Chuck Davis's winning personality -- together with his vast knowledge of dance and music from the African continent -- has helped make African dance part of the American cultural landscape.

This weekend he returns to Washington, where the energetic form is represented by a strong assortment of homegrown companies. At the 14th annual DanceAfrica DC festival at Dance Place, which Davis co-founded with Dance Place Director Carla Perlo, more than a dozen troupes totaling 100-plus performers will dance and drum from noon 'til night, indoors and out. The festival honors women of African descent as well as the memory of Andrew Cacho, a Belize-born drummer and leader of his own community-focused company.

A Raleigh, N.C., native, Chuck Davis arrived in Washington in 1959 to study at Howard University. He didn't stay long enough for a degree, but he studied ballet, jazz, modern and African dance. His first professional gig, though, was strictly for the nightclub circuit: "We had seven minutes and you name it, we did it. I had a waistline of 29 inches, we wore skimpy little costumes and we danced our little tuchises off." The troupe, La Dalemo Trio, was short-lived. Four weeks later, Davis says, "I was on a Trailways bus to New York."

In 1980, dissatisfied with the amateurish and culturally ignorant programs of African dance he encountered, Davis formed his own group, which toured nationally and internationally. At the same time he began frequent pilgrimages to Africa, where he learned from village elders the value of passing on the cultural heritage to youngsters seemingly adrift in a media-saturated world.

For, even today, Davis remarks, "Many people in America -- black, white, blue, whatever color -- still look upon Africa as the land of Tarzan. It is up to me to let the truth be known. We can grab their attention with music and dance, but we must make sure it is the truth."
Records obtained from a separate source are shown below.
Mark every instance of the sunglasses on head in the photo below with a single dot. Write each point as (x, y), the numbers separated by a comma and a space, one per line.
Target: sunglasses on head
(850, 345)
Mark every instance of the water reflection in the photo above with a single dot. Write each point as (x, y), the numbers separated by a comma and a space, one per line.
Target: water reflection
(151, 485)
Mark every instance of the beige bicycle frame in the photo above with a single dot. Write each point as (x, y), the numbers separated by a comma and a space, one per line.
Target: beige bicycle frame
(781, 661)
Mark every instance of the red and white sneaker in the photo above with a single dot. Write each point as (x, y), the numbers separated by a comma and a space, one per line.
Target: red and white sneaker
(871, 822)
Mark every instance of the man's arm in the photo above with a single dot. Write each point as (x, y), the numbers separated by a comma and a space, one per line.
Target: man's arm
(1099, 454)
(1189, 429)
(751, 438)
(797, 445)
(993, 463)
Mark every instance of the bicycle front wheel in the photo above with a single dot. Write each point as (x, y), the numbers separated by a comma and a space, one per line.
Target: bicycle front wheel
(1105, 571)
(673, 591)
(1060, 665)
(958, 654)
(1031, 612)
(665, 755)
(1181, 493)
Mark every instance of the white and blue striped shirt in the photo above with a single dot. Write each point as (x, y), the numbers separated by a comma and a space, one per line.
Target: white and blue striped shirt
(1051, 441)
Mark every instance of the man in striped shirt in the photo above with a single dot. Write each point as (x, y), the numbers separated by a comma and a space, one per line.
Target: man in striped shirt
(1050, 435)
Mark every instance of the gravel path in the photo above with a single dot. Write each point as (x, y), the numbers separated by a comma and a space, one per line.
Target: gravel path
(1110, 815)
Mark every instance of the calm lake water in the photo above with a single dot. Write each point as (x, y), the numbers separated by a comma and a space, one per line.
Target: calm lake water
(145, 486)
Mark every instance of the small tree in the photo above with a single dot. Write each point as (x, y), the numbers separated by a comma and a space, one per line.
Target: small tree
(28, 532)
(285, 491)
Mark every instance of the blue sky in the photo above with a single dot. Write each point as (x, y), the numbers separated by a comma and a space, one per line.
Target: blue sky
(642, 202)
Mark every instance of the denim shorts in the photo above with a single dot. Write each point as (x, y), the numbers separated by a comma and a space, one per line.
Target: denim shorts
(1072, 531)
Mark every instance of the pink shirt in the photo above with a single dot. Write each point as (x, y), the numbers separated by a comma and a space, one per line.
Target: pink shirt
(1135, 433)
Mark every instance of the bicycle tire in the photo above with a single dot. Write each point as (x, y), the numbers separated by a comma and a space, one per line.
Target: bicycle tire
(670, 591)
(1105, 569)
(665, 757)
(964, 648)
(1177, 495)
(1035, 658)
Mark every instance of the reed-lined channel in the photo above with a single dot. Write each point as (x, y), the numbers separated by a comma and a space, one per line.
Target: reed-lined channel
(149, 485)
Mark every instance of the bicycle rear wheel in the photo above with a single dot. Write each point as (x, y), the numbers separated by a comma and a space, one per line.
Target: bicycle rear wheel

This year DanceAfrica DC honors women of African descent for their strength, beauty and wisdom. "We have been taught that the male is the strength of the species," he says. "But it is the female that does all the work. It is the sisterhood of lions who take care of business."

Women are well represented at DanceAfrica. Women dominate the Dono Drum and Dance troupe, and Return From Goree, an all-female company, breaks societal norms when the jun-jun player beats out rhythms on the "mother drum" with explosive power. And Washington's Coyaba Dance Theater has the charismatic Sylvia Soumah at its helm.

African dance ceremonies originally marked agricultural, religious or social rites of passage on sacred village dancing grounds. "I take that two-week ceremony and condense it into 35 minutes for the stage," Davis says. "It is not the ceremony, but it gives an idea of what goes on through movement in a community."

DANCEAFRICA DC 2001 -- Saturday and Sunday, Dance Place, 3225 Eighth St. NE. The full-day schedule begins at 10 both days with a master class and continues with indoor and outdoor performances. Saturday's 7 p.m. memorial concert honors Andrew Cacho with words of wisdom from Chuck Davis and performances by Coyaba, KanKouran West African Dance Company, Melvin Deal and the Dance Place Energizer Youth Group. Call 202/269-1600.

The African Heritage Dancers and Drummers will perform at this weekend's DanceAfrica DC festival.